Frequently Asked Questions
Q: How accurate is the Cardinality Aggregation?
A: The Cardinality Aggregation provides an approximate count. It's generally accurate within 1% error for datasets with cardinality up to the precision_threshold value (default 3000).
Q: Can I use Cardinality Aggregation on nested fields?
A: Yes, you can use Cardinality Aggregation on nested fields by wrapping it in a nested aggregation.
Q: How does Cardinality Aggregation handle null values?

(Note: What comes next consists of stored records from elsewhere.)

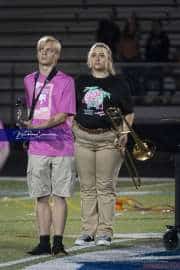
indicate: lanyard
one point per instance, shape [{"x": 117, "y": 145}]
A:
[{"x": 35, "y": 98}]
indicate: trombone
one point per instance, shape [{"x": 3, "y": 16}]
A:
[{"x": 142, "y": 149}]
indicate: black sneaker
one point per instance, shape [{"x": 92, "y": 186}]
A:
[
  {"x": 59, "y": 250},
  {"x": 103, "y": 240},
  {"x": 40, "y": 250},
  {"x": 84, "y": 240}
]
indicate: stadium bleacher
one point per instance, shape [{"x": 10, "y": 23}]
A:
[{"x": 74, "y": 22}]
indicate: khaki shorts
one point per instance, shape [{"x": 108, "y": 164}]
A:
[{"x": 50, "y": 175}]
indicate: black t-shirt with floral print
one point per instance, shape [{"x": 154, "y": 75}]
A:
[{"x": 95, "y": 95}]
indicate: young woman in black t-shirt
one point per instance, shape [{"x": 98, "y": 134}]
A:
[{"x": 98, "y": 160}]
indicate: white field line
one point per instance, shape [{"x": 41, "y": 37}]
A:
[{"x": 127, "y": 237}]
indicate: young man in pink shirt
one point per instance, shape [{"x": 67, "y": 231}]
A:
[
  {"x": 4, "y": 148},
  {"x": 50, "y": 98}
]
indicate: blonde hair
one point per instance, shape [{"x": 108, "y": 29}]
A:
[
  {"x": 110, "y": 65},
  {"x": 57, "y": 45}
]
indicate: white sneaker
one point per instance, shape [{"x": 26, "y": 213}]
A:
[
  {"x": 103, "y": 240},
  {"x": 84, "y": 240}
]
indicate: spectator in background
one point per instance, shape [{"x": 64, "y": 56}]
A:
[
  {"x": 129, "y": 43},
  {"x": 157, "y": 44},
  {"x": 4, "y": 147},
  {"x": 176, "y": 71},
  {"x": 129, "y": 52},
  {"x": 156, "y": 50},
  {"x": 108, "y": 32}
]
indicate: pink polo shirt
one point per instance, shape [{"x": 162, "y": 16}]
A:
[{"x": 57, "y": 96}]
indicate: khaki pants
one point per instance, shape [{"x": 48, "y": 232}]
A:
[{"x": 98, "y": 163}]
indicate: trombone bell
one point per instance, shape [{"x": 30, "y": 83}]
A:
[{"x": 143, "y": 153}]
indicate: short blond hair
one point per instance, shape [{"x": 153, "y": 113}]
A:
[
  {"x": 43, "y": 40},
  {"x": 110, "y": 66}
]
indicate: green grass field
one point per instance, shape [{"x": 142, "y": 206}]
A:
[{"x": 147, "y": 211}]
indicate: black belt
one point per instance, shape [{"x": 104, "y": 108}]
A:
[{"x": 93, "y": 130}]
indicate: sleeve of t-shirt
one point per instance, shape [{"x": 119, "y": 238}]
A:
[
  {"x": 68, "y": 99},
  {"x": 126, "y": 103}
]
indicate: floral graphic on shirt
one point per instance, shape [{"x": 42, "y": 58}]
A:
[{"x": 94, "y": 99}]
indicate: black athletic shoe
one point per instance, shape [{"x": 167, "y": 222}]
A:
[
  {"x": 40, "y": 250},
  {"x": 59, "y": 250}
]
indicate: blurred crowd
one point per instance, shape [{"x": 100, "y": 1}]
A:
[{"x": 133, "y": 49}]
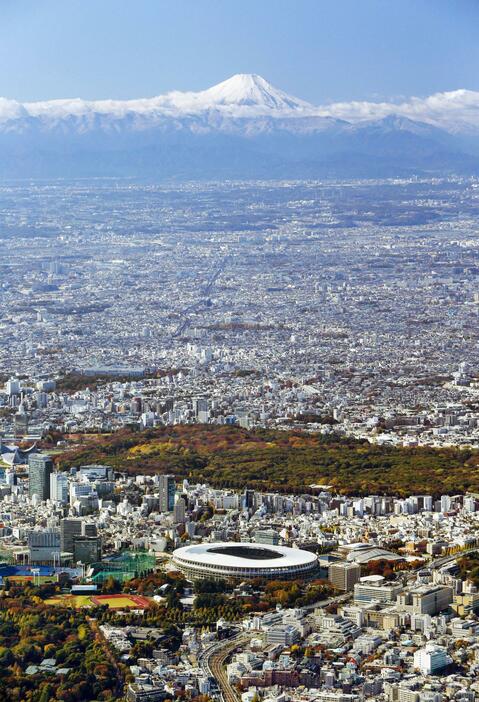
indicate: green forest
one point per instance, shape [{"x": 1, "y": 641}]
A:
[
  {"x": 287, "y": 461},
  {"x": 32, "y": 633}
]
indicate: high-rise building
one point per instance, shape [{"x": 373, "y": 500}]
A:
[
  {"x": 167, "y": 493},
  {"x": 344, "y": 575},
  {"x": 179, "y": 512},
  {"x": 200, "y": 408},
  {"x": 40, "y": 469},
  {"x": 44, "y": 546},
  {"x": 70, "y": 529},
  {"x": 87, "y": 549},
  {"x": 59, "y": 487}
]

A: By default, null values are counted as a distinct value. You can exclude null values using a filter aggregation.
Q: What's the difference between Cardinality Aggregation and Value Count Aggregation?
A: Cardinality Aggregation counts unique values, while Value Count Aggregation counts all values, including duplicates.
Q: Can Cardinality Aggregation be used with other aggregations?
A: Yes, Cardinality Aggregation can be combined with other aggregations like terms or date histogram for more complex analytics.